Over-winter calf mortality, yearling mortality, and adult bull mortality all increase with higher elk population densities. Studies show that summer predation by grizzly bears, coyotes, black bears, and golden eagles takes an average of 32% of the northern range elk calves each year. Mountain lions prey upon elk, as do hunters north of the park (taking about 10% of the northern herd annually through the 1980s).

Gray wolves, eliminated from the park by the 1930s, are being restored, but not because park managers think the wolves will "control" the number of elk. Instead, 15 North American wolf experts predicted that 100 wolves in Yellowstone would reduce the elk by less than 20%, 10 years after reintroduction. Computer modeling of population dynamics on the northern winter range predicts that 75 wolves would kill 1,000 elk per winter, but that elk would be able to maintain their populations under this level of predation, and with only a slight decrease in hunter harvest. Since the restoration of wolves to Yellowstone began in January 1995, scientists have begun to document the effects of wolves on elk and other species. Wolves are preying predominantly on elk, as expected. They have also occasionally preyed upon moose, bison, deer, and even one pronghorn antelope.

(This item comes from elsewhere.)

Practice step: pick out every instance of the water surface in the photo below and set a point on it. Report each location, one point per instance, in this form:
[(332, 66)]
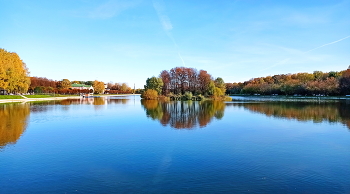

The carrying capacity of the northern winter range increased in the 1980s because elk colonized new winter range in and north of the park, wet summers resulted in better plant production, winters were mild, and the fires of 1988 opened forests allowing more ground cover to grow. Since 1985, more than 11,000 acres of elk winter range have been purchased by the State of Montana and the U.S. Forest Service north of the park, increasing elk carrying capacity and reducing conflicts between native wildlife and agriculture.